Just read UC and enjoyed the heck out of it, but I am nonetheless reluctant to recommend it. The reason: I'm afraid a lot of the history "isn't." Mr. Ross likes to punch up the drama of his vignettes, but in so doing breaks the promise in his preface that he "re-created historical events to the best of his ability."
The most blatant example of this is his account of the initial ATF raid at Waco. Ross has Koresh coming out the front door right at the start of the raid, which he did, with a 2-year-old on his shoulder. The 2-year-old is a fabrication. Ross then takes the melodrama to the extreme of having an ATF agent shoot the 2-year-old dead. I have seen the video of Koresh at the door. He comes out, starts to speak, then quickly retreats as shots ring out. As soon as he ducks back in, bullet holes appear in the door. All this is quite damming enough of the ATF. Their idea of warrant service was to attempt to assassinate Koresh. There was no need to invent a murdered 2-year-old at this point, but Ross did it.
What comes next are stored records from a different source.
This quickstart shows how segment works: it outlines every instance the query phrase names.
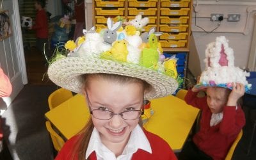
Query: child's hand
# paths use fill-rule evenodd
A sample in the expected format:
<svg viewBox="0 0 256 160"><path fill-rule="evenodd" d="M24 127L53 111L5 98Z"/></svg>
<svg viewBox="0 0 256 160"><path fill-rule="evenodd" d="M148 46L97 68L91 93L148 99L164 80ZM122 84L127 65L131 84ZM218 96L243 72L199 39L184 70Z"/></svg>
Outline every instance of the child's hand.
<svg viewBox="0 0 256 160"><path fill-rule="evenodd" d="M236 106L238 99L244 94L244 85L241 83L232 83L232 88L227 103L228 106Z"/></svg>

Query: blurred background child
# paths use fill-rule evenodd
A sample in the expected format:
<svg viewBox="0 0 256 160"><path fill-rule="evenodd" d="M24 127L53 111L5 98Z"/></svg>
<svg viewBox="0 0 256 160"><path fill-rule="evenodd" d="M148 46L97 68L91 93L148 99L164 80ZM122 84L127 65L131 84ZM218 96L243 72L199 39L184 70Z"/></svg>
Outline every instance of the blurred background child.
<svg viewBox="0 0 256 160"><path fill-rule="evenodd" d="M200 130L188 141L179 159L225 159L245 124L237 102L250 89L248 74L234 65L234 52L225 36L216 38L205 50L206 70L189 89L185 101L201 109ZM198 97L200 90L206 96Z"/></svg>

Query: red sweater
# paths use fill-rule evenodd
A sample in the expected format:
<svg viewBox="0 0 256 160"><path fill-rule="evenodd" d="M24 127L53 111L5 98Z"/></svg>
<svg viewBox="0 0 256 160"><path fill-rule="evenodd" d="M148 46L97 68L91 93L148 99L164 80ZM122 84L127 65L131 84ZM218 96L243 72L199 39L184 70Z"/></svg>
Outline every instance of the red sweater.
<svg viewBox="0 0 256 160"><path fill-rule="evenodd" d="M41 10L37 12L35 24L32 27L36 30L37 38L48 38L48 21L45 11Z"/></svg>
<svg viewBox="0 0 256 160"><path fill-rule="evenodd" d="M189 90L185 101L202 109L200 129L193 138L200 150L214 159L224 159L232 143L245 124L244 113L240 106L224 106L223 117L220 123L211 127L212 113L207 97L198 98L197 92Z"/></svg>
<svg viewBox="0 0 256 160"><path fill-rule="evenodd" d="M150 154L143 150L138 149L132 155L132 160L177 159L169 145L164 140L145 130L143 130L143 131L149 141L152 153ZM76 145L77 140L78 140L77 136L68 140L62 147L55 160L71 160L72 148ZM78 159L77 157L75 159ZM97 160L95 152L90 156L90 160Z"/></svg>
A more minor misstatement was in a part where someone was recounting WWII history. It was stated that the Germans could have overrun France faster if they hadn't had huge forces engaged fighting the Russians. Actually, there was no war with Russia in May and June of 1940, when the battle of France took place. Hitler would not attack Russia until June of 1941. It's also hard to believe the Germans could have overrun France any faster than they actually did.
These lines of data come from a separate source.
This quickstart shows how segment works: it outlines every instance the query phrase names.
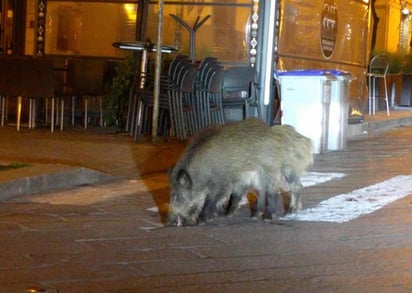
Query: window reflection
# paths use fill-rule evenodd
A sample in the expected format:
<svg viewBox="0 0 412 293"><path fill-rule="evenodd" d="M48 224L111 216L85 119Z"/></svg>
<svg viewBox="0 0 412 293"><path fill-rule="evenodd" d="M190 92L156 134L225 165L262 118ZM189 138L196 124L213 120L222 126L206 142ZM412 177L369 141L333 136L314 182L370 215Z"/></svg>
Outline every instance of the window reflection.
<svg viewBox="0 0 412 293"><path fill-rule="evenodd" d="M46 54L123 56L112 43L136 37L136 4L49 1Z"/></svg>

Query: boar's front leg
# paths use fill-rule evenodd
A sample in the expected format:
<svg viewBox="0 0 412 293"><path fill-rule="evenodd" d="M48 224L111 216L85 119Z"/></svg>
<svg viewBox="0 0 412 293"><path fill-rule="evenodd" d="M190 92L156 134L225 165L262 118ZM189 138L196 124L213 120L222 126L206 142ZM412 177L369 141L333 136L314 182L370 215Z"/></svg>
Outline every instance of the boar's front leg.
<svg viewBox="0 0 412 293"><path fill-rule="evenodd" d="M266 206L263 212L263 220L272 220L273 214L276 215L276 206L280 198L280 192L267 192L265 196Z"/></svg>

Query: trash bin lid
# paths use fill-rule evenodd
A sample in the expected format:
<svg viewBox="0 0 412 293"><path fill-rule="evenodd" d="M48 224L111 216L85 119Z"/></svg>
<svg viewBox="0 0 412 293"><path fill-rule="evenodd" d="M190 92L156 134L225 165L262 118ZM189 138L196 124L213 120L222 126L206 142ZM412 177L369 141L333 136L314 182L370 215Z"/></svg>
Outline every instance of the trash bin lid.
<svg viewBox="0 0 412 293"><path fill-rule="evenodd" d="M298 69L289 71L277 71L278 76L324 76L331 75L328 70L323 69Z"/></svg>
<svg viewBox="0 0 412 293"><path fill-rule="evenodd" d="M339 70L339 69L328 69L326 70L329 74L335 75L335 76L348 76L351 75L349 71L346 70Z"/></svg>

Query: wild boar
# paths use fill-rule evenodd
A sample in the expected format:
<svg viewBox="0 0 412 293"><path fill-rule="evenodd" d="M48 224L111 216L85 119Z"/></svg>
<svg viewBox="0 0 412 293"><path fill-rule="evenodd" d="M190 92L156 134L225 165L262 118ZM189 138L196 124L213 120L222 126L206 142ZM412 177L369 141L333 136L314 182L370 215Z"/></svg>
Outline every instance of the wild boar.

These are just the examples that stuck in my mind; other things did not ring true to me at the time I read the book, but I have no desire to pore through it looking for discrepancies. My feeling at this time, however, is that Ross is a storyteller with the habit, common to raconteurs, of enhancing the facts to juice up his stories. This is very problematic in the case of UC, since many attempt to treat it as a source for information on government misdeeds.
I think UC is best viewed as a fantasy of the gun culture. The more "gun culture" you are, the more you are likely to enjoy it. I'm really not all that "gunnish," I own guns but don't shoot a lot and don't hang around with gun people. I enjoyed the book but doubtless missed a lot of the insider references. For me, it punched a lot of the same buttons as a Tom Clancy novel. Clancy writes melodramas of honorable men of action forcibly destroying the schemes of evildoers; UC is the same.
The last section, detailing the "insurrection," can only be enjoyed as a fantasy requiring, in my case, a very conscious suspension of disbelief at many points. It raised no moral issues for me because I could not take it seriously as a realistic sceneario. It was just a shoot-em-up created to allow one to enjoy seeing the bad guys get blown away. I fully understand the attraction of imagining just wasting the aggravating and venal anti-gun types. This fantasy is a harmless indulgence unless one makes the mistake of taking it seriously.
Botton line--enjoy UC as a fantasy novel; don't rely on it as a social or political testament.